Richard Eskow: And not only that; you’re being made obsolete by something with a smiley-face icon. It’s the ultimate indignity. I was struck by the anecdote about Jade, which gets at the “tech weirding” you describe in the piece. Jade gets chirpy emails from management at her insurance tech firm insisting that AI is there to “help, not replace.” And her observation? Those emails are the most AI-sounding writing she encounters. Of course they are. It’s the uncanny valley; almost human, but not quite. Horrifying.
And Alyssa, I wonder to what extent the Jades of this world even know how hard they have it, because of all the chirpy, smiley-face messaging. Are they fully aware of what they’re experiencing, and of the compassion and support they deserve for it?
Alyssa Quart: That’s such an interesting question. I do think people, especially young people, don’t fully understand how much blame they’re absorbing when they can’t find a job, when they can’t move out of their parents’ house, when they can’t afford health care. There’s an epidemic of self-blame around all of that.
A lot of the people we work with at the Economic Hardship Reporting Project (check us out at economichardship.org, which I co-founded with the late, great Barbara Ehrenreich) are former staffers who’ve been laid off, or freelancers who’ve taken a real financial hit, in part because the market for freelance journalism has collapsed. As Lynn and I can tell you, people get paid $350 for a piece if EHRP isn’t supplementing it. There’s just no way to be a freelance journalist and afford health care.
And yes, I can still tell when something’s been written by what I call “the robot.” The robot gaze, as we call it in the piece. When that gaze has touched information and transformed it, you get this subpar, generic word salad. It’s not only often inaccurate; it’s also somehow vulgar.
Lynn Parramore: And creepy.
Alyssa Quart: Creepy and utterly lacking in specificity. That’s the written equivalent of the uncanny valley. Where the visual tell is six fingers, the written tell is the complete absence of any particular feature. It’s like information that has been thinned and homogenized until it has no face. And there’s something deeply unsettling about something that is utterly generic.
We spoke for this piece with professional writers who used to write content for hospital websites. Now, those sites are being written by AI, with one human “AI copilot”—their terrible term for someone who has been demoted to supervising an AI—checking the output. And that is what patients and families will read when they need medical information: something written by a machine that is, say, fifteen to thirty percent inaccurate, in a tone that could have been produced by a box of Kleenex.
Richard Eskow: Right. And one of the things that drives me crazy—I shouldn’t laugh, because it’s genuinely alarming—is the business of spotting AI writing. People always say, “Watch out for em dashes.” Well, I’ve been an em dash abuser in my own writing for years. Now I’m paranoid every time I use one.
Lynn Parramore: I have the exact same problem. The tell that bothers me most is what I’d call contrastive framing: “it’s not this, it’s that.” Apparently that pattern appears constantly because the large language models were fed enormous amounts of advertising copy, where that framing is a standard device. So now it’s seeping into everyone’s writing, even in contexts where it has no business being there.
Alyssa Quart: I love that insight. I didn’t know that, but it makes complete sense. Although I do think poetry breaks AI. I’ve asked ChatGPT to generate poems in the style of my favorite poets, and it just doesn’t understand metaphor.
Lynn Parramore: It’s not funny, either. It has no sense of humor.
Alyssa Quart: None whatsoever. So poetry may be the thing that breaks it—and I kind of love that.
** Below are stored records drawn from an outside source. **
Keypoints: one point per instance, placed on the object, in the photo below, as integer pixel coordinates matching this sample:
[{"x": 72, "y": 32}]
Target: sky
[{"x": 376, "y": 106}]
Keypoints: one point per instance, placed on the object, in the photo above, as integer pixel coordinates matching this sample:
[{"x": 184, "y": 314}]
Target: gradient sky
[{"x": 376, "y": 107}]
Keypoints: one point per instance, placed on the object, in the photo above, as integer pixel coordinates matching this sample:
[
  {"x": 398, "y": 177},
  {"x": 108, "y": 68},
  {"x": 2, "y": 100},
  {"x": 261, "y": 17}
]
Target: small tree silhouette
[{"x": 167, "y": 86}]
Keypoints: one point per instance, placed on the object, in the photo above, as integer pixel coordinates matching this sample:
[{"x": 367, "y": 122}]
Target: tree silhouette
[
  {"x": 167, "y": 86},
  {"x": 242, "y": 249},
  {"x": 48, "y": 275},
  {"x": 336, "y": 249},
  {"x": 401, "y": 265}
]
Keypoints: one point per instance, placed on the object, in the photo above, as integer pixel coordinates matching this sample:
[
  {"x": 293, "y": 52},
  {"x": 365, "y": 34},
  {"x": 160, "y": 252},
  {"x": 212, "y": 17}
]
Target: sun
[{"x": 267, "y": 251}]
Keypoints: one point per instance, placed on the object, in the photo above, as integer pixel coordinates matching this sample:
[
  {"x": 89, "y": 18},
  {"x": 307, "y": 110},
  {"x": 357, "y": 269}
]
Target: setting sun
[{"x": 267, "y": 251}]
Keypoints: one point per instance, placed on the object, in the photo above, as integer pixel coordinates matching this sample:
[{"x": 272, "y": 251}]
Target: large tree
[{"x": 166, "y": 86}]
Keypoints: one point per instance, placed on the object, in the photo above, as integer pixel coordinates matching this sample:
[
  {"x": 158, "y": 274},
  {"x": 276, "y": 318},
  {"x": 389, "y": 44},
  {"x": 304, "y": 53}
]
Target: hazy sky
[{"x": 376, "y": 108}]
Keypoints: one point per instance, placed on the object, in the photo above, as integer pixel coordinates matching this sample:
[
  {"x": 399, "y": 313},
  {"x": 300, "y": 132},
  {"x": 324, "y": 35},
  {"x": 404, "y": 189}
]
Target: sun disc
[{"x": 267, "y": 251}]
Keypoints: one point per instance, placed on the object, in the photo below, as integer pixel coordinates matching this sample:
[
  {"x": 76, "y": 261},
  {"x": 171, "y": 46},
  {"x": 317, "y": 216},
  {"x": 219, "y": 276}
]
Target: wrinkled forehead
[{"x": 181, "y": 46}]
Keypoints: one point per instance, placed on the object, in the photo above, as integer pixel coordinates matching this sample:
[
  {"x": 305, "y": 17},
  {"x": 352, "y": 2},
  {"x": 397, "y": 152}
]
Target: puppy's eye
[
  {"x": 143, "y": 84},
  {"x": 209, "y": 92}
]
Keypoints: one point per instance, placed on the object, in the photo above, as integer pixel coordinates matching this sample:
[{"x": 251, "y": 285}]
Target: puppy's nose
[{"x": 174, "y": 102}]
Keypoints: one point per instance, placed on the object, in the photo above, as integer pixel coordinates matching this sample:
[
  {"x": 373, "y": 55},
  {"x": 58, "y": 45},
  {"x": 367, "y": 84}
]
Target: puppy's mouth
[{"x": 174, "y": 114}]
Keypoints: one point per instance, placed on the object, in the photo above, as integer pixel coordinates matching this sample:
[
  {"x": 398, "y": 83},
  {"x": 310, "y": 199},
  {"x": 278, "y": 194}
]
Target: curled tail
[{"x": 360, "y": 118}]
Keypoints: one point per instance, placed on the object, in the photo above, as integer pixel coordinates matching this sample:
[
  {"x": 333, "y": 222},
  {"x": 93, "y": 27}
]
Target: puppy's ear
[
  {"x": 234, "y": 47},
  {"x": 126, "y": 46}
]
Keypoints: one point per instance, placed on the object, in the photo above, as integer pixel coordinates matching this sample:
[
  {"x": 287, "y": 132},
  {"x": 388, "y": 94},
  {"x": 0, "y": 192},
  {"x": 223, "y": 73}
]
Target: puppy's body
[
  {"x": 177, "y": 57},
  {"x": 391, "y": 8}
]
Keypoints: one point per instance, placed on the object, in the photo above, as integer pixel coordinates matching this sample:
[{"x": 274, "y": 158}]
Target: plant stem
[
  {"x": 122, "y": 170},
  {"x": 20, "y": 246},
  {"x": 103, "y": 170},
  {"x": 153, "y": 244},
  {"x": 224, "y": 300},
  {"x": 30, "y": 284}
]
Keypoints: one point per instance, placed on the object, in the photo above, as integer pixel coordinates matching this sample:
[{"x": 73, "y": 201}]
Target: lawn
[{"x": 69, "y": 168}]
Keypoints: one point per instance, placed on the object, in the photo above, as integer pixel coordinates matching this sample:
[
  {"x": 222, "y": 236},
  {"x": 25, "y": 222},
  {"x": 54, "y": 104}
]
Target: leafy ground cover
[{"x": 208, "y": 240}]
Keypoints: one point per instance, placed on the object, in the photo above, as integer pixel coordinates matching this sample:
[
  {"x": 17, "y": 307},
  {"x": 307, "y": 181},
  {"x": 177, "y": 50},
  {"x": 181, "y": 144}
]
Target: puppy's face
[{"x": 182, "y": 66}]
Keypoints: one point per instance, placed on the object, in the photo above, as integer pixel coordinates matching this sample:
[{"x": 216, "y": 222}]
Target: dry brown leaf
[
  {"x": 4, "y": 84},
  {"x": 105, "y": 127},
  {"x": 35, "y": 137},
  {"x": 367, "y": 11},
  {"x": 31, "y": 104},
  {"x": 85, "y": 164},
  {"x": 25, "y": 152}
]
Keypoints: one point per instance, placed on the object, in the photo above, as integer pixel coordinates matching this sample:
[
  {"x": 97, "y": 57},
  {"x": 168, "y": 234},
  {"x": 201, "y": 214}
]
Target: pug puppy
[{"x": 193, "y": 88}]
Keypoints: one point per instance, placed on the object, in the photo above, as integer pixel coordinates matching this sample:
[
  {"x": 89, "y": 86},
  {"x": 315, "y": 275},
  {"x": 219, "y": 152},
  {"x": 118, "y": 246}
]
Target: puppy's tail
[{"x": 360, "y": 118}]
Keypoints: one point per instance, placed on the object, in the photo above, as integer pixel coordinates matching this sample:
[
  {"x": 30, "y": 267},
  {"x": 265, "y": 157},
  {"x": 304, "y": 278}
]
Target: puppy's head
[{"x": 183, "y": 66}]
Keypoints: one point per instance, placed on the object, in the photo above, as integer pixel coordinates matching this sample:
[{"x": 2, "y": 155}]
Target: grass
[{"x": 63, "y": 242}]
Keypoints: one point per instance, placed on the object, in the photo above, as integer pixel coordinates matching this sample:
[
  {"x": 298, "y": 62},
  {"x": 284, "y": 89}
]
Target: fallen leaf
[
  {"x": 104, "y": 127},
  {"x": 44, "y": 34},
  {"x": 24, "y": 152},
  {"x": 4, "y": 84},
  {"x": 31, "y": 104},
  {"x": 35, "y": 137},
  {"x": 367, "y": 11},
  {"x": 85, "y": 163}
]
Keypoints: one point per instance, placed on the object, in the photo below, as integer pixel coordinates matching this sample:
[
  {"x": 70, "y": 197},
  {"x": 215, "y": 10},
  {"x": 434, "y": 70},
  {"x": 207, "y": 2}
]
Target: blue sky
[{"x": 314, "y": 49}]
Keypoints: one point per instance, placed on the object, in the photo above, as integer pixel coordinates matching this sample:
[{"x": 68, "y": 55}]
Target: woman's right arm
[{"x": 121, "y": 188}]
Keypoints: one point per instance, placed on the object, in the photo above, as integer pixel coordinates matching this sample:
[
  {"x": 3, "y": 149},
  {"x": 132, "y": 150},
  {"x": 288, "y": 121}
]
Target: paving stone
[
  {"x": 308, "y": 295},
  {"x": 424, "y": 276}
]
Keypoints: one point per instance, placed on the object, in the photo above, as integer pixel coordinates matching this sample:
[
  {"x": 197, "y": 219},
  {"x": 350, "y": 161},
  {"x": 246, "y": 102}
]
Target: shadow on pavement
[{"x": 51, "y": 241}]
Lynn Parramore: But there’s another layer to this. Jade, the woman we interviewed—she works from home, as a lot of people do now, so she doesn’t get much human contact during the day. And she says that even the brief, casual emails she gets from colleagues have started to sound AI-generated. Because people reach for ChatGPT or something similar when they want to strike just the right tone in a quick message. So now even her casual interactions with coworkers are filtered through a machine. That adds a whole other dimension of alienation.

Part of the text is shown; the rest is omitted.